The visible universe is finite. Though the visible universe may be part of an infinitistic cosmology (or even an infinitistic multiverse), the expansion of the universe has created a cosmological horizon beyond which we cannot see. I have previously quoted a passage from Leonard Susskind to this effect:

“In every direction that we look, galaxies are passing the point at which they are moving away from us faster than light can travel. Each of us is surrounded by a cosmic horizon — a sphere where things are receding with the speed of light — and no signal can reach us from beyond that horizon. When a star passes the point of no return, it is gone forever. Far out, at about fifteen billion light years, our cosmic horizon is swallowing galaxies, stars, and probably even life. It is as if we all live in our own private inside-out black hole.”

Leonard Susskind, The Black Hole War: My Battle with Stephen Hawking to make the World Safe for Quantum Mechanics, New York, Boston, and London: Little, Brown and Company, 2008, pp. 437-438

We know, then, scientifically, that the universe is effectively finite as our homeworld is finite, but the universe is so large in comparison to the scale of human activity, indeed, so large even in comparison to the aspirational scale of human activity, that the universe is endless for all practical purposes. Though we are already learning how to live on a planet, in relation to the universe at large we are like our hunter-gather ancestors dwarfed by a world that was, for them, effectively endless.

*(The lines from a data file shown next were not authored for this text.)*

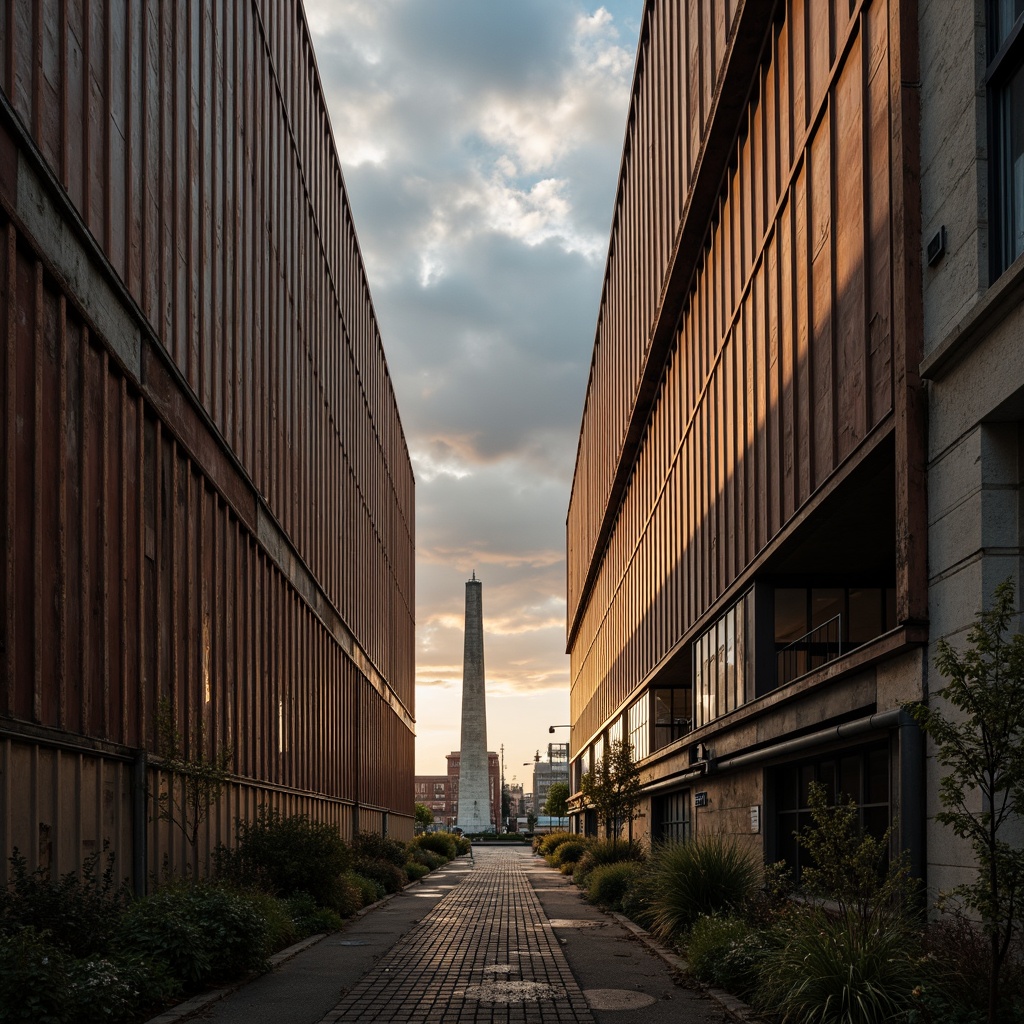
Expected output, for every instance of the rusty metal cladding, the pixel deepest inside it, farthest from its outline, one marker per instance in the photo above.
(748, 343)
(207, 495)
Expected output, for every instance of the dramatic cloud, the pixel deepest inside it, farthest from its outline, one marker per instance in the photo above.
(480, 144)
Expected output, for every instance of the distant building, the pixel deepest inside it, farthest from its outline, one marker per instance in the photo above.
(555, 769)
(748, 582)
(516, 803)
(494, 784)
(432, 792)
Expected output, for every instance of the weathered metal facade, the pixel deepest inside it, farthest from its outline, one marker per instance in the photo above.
(754, 371)
(207, 494)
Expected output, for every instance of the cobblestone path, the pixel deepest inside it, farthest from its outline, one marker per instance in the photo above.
(484, 953)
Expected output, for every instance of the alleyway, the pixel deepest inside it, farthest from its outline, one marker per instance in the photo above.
(501, 938)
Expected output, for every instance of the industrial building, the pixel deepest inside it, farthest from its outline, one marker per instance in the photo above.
(208, 502)
(748, 578)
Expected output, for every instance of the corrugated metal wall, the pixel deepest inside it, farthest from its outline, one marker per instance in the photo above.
(207, 493)
(781, 363)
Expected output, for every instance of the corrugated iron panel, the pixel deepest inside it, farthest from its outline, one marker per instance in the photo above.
(221, 514)
(781, 361)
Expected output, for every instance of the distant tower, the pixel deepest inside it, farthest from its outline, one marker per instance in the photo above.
(474, 792)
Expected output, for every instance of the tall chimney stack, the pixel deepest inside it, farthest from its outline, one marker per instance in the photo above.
(474, 786)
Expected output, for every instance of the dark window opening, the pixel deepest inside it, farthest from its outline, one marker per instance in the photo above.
(816, 625)
(673, 715)
(1005, 78)
(860, 774)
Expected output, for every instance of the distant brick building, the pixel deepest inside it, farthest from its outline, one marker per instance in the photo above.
(432, 792)
(494, 784)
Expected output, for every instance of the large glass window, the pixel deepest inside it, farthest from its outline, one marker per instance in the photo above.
(638, 721)
(860, 774)
(1006, 96)
(816, 625)
(723, 672)
(673, 714)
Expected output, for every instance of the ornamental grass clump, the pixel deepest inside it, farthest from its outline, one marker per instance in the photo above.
(727, 952)
(608, 884)
(546, 845)
(708, 875)
(567, 853)
(829, 970)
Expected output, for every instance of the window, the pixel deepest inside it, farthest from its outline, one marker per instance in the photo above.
(816, 625)
(861, 774)
(672, 816)
(1005, 78)
(673, 713)
(723, 670)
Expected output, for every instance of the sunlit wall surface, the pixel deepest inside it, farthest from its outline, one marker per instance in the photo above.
(207, 492)
(751, 376)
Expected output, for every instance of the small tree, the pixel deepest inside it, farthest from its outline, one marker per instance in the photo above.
(202, 777)
(613, 788)
(851, 867)
(557, 802)
(424, 816)
(982, 745)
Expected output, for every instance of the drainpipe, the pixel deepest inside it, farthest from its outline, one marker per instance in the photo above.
(909, 785)
(138, 822)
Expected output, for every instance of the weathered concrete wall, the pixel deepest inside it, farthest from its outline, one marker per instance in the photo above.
(474, 794)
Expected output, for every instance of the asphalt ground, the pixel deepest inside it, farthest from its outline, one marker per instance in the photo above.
(498, 939)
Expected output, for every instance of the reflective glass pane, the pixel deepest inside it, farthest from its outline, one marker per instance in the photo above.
(1007, 12)
(866, 614)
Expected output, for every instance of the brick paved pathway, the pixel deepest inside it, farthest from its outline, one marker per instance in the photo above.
(484, 953)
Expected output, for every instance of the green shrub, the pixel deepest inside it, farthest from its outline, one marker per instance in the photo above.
(42, 984)
(203, 932)
(568, 852)
(79, 910)
(369, 891)
(639, 897)
(372, 846)
(388, 876)
(286, 855)
(163, 928)
(428, 857)
(310, 919)
(829, 970)
(282, 929)
(442, 844)
(34, 983)
(726, 952)
(608, 884)
(546, 845)
(708, 875)
(416, 870)
(603, 851)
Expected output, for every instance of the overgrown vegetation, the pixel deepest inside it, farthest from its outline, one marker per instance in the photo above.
(82, 948)
(197, 777)
(612, 788)
(980, 742)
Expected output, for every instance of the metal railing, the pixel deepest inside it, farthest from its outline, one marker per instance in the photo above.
(821, 645)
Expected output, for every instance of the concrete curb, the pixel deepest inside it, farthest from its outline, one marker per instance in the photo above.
(734, 1008)
(181, 1012)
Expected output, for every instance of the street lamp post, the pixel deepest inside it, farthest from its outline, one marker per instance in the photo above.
(551, 729)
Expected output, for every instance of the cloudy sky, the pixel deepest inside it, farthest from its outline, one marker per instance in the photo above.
(480, 143)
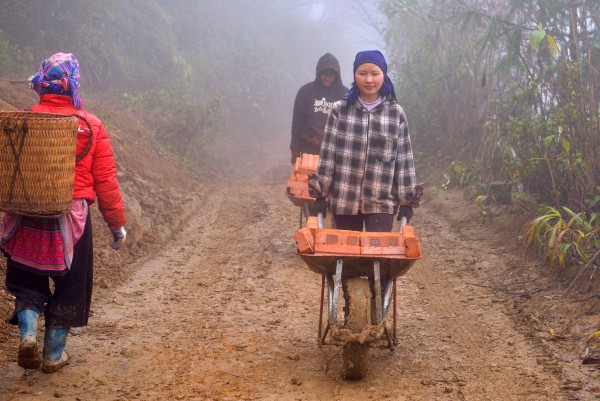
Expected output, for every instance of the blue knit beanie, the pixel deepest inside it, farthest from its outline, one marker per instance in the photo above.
(377, 58)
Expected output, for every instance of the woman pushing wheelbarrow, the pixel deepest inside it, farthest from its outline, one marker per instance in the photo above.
(366, 173)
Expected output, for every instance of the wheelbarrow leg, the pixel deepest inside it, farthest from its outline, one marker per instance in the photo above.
(334, 293)
(321, 305)
(394, 319)
(377, 284)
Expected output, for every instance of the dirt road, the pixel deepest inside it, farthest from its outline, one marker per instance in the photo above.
(227, 311)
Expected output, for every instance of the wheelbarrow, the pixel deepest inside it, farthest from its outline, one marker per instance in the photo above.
(368, 284)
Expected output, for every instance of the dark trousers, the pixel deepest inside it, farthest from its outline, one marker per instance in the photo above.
(69, 304)
(378, 222)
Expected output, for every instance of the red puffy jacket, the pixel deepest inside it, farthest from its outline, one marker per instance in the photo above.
(96, 172)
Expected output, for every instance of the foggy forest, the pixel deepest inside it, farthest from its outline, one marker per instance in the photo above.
(502, 99)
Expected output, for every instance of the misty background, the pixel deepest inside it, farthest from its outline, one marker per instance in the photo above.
(501, 95)
(229, 68)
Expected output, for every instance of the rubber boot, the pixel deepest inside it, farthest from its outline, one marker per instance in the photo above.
(55, 356)
(29, 357)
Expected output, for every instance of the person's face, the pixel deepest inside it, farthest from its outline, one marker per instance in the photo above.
(327, 77)
(369, 79)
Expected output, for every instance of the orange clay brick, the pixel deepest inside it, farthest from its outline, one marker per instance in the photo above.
(313, 224)
(413, 248)
(330, 240)
(305, 241)
(301, 177)
(378, 243)
(307, 163)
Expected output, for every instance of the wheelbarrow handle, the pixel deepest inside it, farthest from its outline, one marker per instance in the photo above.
(402, 222)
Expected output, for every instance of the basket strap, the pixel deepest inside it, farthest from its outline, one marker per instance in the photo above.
(89, 144)
(8, 131)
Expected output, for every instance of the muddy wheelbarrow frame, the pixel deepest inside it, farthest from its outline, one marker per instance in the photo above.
(372, 274)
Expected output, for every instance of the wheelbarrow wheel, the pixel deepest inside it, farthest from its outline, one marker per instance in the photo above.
(356, 355)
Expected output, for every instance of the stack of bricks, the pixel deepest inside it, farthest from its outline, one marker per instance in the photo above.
(311, 240)
(297, 185)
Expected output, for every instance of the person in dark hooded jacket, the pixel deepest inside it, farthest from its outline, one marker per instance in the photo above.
(313, 104)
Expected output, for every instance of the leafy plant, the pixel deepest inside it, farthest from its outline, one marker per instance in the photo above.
(564, 235)
(457, 174)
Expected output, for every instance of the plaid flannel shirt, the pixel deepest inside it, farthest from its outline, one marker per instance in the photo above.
(366, 161)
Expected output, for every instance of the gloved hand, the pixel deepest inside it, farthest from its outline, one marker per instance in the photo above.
(119, 235)
(405, 211)
(321, 207)
(293, 160)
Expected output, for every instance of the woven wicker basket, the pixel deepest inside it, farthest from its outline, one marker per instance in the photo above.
(37, 162)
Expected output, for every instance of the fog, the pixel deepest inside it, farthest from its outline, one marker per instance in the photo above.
(239, 62)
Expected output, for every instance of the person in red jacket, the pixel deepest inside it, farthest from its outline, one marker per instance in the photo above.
(60, 249)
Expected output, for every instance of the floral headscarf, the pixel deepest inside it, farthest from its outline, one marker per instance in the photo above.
(59, 75)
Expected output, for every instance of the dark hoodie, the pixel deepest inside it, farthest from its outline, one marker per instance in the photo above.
(312, 106)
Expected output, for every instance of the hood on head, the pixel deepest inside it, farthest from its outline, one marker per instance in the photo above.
(328, 62)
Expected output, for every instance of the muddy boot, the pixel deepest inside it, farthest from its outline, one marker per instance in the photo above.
(29, 357)
(55, 356)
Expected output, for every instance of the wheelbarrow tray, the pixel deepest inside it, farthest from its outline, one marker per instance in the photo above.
(297, 201)
(391, 266)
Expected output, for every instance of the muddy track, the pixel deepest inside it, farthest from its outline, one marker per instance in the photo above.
(227, 311)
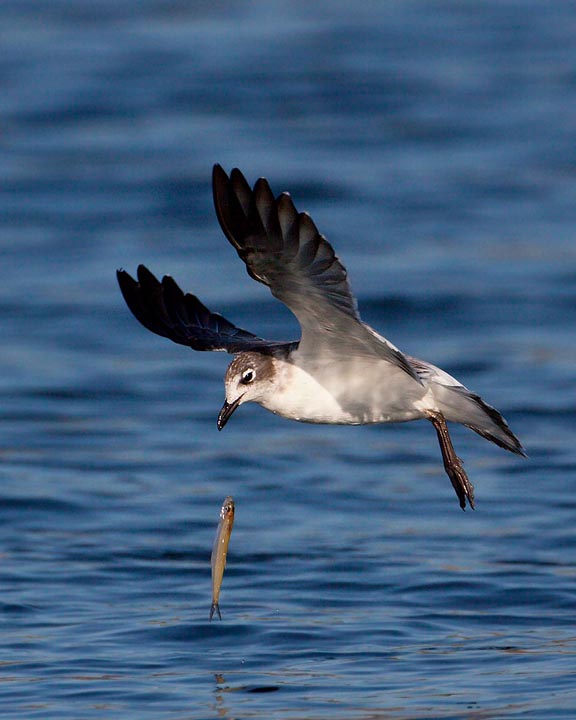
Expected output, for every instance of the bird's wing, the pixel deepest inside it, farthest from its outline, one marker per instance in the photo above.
(284, 250)
(164, 309)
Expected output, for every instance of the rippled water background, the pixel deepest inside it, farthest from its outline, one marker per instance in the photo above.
(434, 144)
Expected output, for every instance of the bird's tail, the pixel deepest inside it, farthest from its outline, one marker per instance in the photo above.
(458, 404)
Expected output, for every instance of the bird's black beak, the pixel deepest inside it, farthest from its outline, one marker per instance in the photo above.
(226, 413)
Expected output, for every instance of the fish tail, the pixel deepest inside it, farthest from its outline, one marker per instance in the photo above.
(215, 608)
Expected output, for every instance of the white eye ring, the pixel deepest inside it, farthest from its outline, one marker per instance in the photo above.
(247, 376)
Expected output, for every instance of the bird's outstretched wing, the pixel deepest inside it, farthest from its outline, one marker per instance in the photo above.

Only at the greatest reach of the scale of supercivilizations will we — if we last that long and achieve that scale of development — run into the limits of our home galaxy, and then into the limits of the universe, at which time we will have to learn how to live in a universe. I implied as much in an illustration that I created for my Centauri Dreams post, Stagnant Supercivilizations and Interstellar Travel (reproduced below), in which I showed a schematic representation of the carrying capacity of the universe. At this scale of activity we would be engaging in cosmological niche construction in order to make a home for ourselves in the universe, as we are now engaging in planetary-scale niche construction as we learn how to live on a planet.